Chapter 4. Introduction to References

References are the basis for complex data structures, object-oriented programming (OOP), and fancy subroutine magic. They’re the magic that was added between Perl version 4 and version 5 to make it all possible.

A Perl scalar variable holds a single value. An array holds an ordered list of one or more scalars. A hash holds a collection of scalars as values, keyed by other scalars. Although a scalar can be an arbitrary string, which allows complex data to be encoded into an array or hash, none of the three data types are well suited to complex data interrelationships. This is a job for the reference. Let’s look at the importance of references by starting with an example.

Performing the Same Task on Many Arrays

Before the Minnow can leave on an excursion (for example, a three-hour tour), we should check every passenger and crew member to ensure they have all the required trip items in their possession. Let’s say that, for maritime safety, every person on-board the Minnow needs to have a life preserver, some sunscreen, a water bottle, and a rain jacket. We can write a bit of code to check for the Skipper’s supplies:

my @required = qw(preserver sunscreen water_bottle jacket);
my @skipper  = qw(blue_shirt hat jacket preserver sunscreen);

for my $item (@required) {
  unless (grep $item eq $_, @skipper) { # not found in list?
    print "skipper is missing $item.\n";
  }
}

The grep in a scalar context returns the number of times the expression $item eq $_ returns true, which is 1 if the item is in the list and 0 if not.[*] If the value is 0, it’s false, and we print the message.
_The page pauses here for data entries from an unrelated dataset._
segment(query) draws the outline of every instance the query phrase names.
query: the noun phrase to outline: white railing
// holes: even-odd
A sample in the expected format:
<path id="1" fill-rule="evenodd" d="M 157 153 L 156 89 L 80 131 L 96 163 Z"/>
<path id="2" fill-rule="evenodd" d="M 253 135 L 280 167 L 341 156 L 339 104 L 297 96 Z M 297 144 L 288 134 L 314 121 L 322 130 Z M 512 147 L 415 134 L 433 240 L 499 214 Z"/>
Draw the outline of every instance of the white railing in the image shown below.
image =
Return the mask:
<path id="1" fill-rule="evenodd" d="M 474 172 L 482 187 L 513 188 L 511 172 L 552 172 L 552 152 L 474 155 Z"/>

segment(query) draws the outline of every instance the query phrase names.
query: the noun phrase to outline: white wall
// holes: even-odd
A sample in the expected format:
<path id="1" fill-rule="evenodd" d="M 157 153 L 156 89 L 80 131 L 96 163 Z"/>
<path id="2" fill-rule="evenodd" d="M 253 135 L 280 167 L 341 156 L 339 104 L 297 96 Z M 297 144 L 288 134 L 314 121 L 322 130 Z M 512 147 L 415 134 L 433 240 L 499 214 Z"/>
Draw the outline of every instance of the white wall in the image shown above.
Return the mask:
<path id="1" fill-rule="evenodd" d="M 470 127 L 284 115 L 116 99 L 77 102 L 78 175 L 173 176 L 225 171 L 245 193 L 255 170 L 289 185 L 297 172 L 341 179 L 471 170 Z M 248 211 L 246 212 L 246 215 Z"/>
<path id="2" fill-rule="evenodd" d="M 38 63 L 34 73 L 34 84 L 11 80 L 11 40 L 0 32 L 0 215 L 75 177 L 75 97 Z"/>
Of course, if we want to check on Gilligan and the Professor, we might write the following code:

my @gilligan = qw(red_shirt hat lucky_socks water_bottle);
for my $item (@required) {
  unless (grep $item eq $_, @gilligan) { # not found in list?
    print "gilligan is missing $item.\n";
  }
}

my @professor = qw(sunscreen water_bottle slide_rule batteries radio);
for my $item (@required) {
  unless (grep $item eq $_, @professor) { # not found in list?
    print "professor is missing $item.\n";
  }
}

You may start to notice a lot of repeated code here and think that we should refactor that into a common subroutine that we can reuse (and you’d be right):

sub check_required_items {
  my $who = shift;
  my @required = qw(preserver sunscreen water_bottle jacket);
  for my $item (@required) {
    unless (grep $item eq $_, @_) { # not found in list?
      print "$who is missing $item.\n";
    }
  }
}

my @gilligan = qw(red_shirt hat lucky_socks water_bottle);
check_required_items('gilligan', @gilligan);

Perl gives the subroutine five items in its @_ array initially: the name gilligan and the four items belonging to Gilligan. After the shift, @_ only has the items. Thus, the grep checks each required item against the list.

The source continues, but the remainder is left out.